急によそよそしくなった俺を心配しながらも買い物をし続けた吉原。
夕方になって、そろそろ帰る時間。
危ないから家まで送ろうと思ったが、こんな見た目の俺が吉原と歩いてる所を近所に人とかに見られて吉原の評判が悪くなったら…と考えると思いとどまりやめた。

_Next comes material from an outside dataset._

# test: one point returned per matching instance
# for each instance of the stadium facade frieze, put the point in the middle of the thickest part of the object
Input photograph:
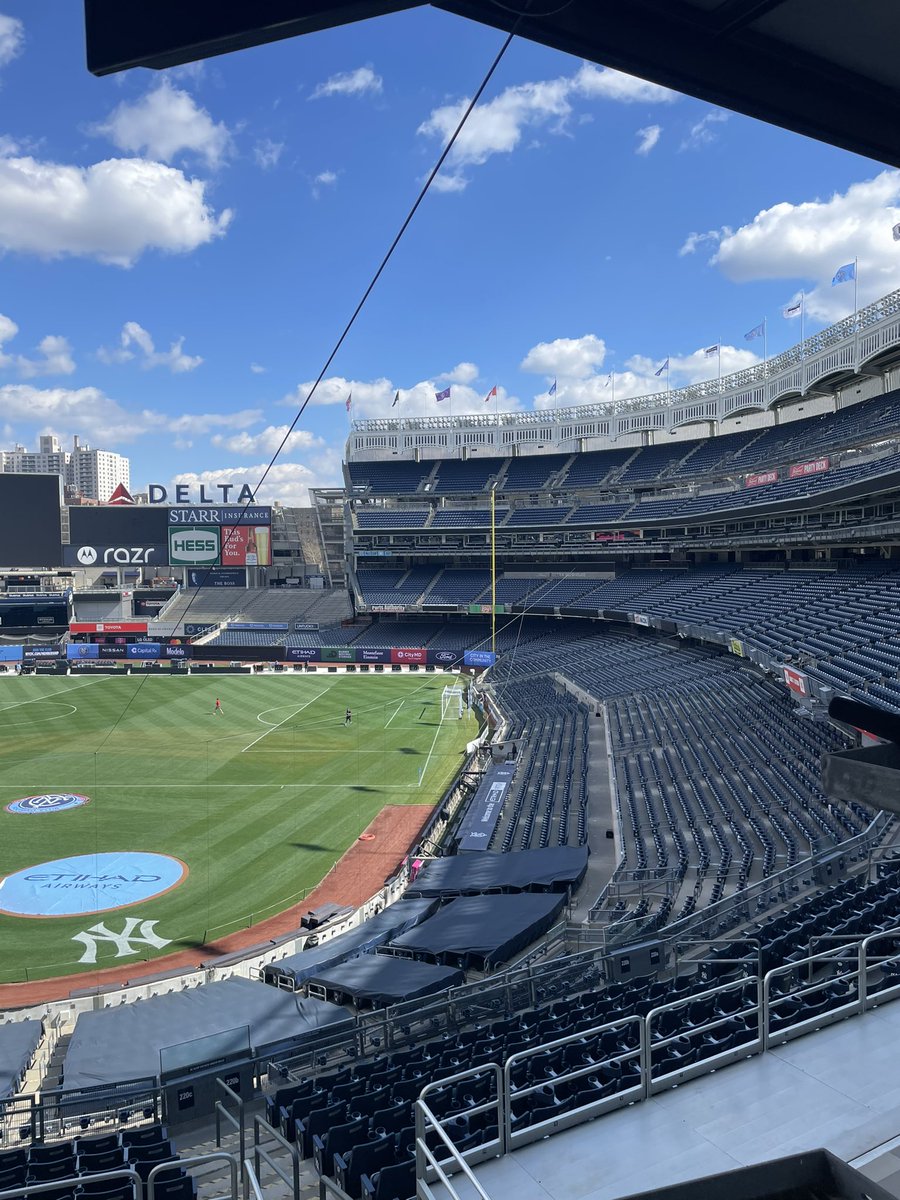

電車に乗って帰っている間、吉原は何故か緊張した様子で落ち着きがなくなってた。
どうしたんだ?
なんて思いながらも最寄に着き、解散しようとした時
「気をつけて帰れよ」
「……あ、あの!」
「あ?」
その緊張具合は、まるで俺に初めて声を掛けた時のようで。
「あの、さ……私ね、実はね、」
「どうしたんだ?」
顔を赤らめ俯く吉原。
「私、池田くんのことが好き!付き合ってください!」
「……っ!?」
俺は初恋を認識してから数時間。
吉原は…いつから俺の事をそう思っていたのかは分からない。
「やっぱ池田くんは私の事好きなんかじゃないよね…ごめんね!忘れて!」
「……………」
衝撃のあまり言葉を失ってしまった俺は、吉原がなにか喋ってるが右から左に流れる。
「じゃ、じゃあね!」
逃げるように帰ろうとする吉原の腕を、思わず掴んだ。
「えっ…?」
「俺、まだ返事してない」
「だ、って…返事聞くの怖い…」
「俺も、お前の事好きだから。」
「え?………えぇぇ!?だ、だって池田くんそんな素振り一度も……」
「うっせぇ。好きっつたら好きなんだよアホ。俺と付き合え」
「も、もちろん!うわぁぁ告白して良かったぁぁぁぁ」
「泣くなよ」
泣き出した吉原の顔を服の袖で拭く。
何事かと駅を歩く人の目が痛い。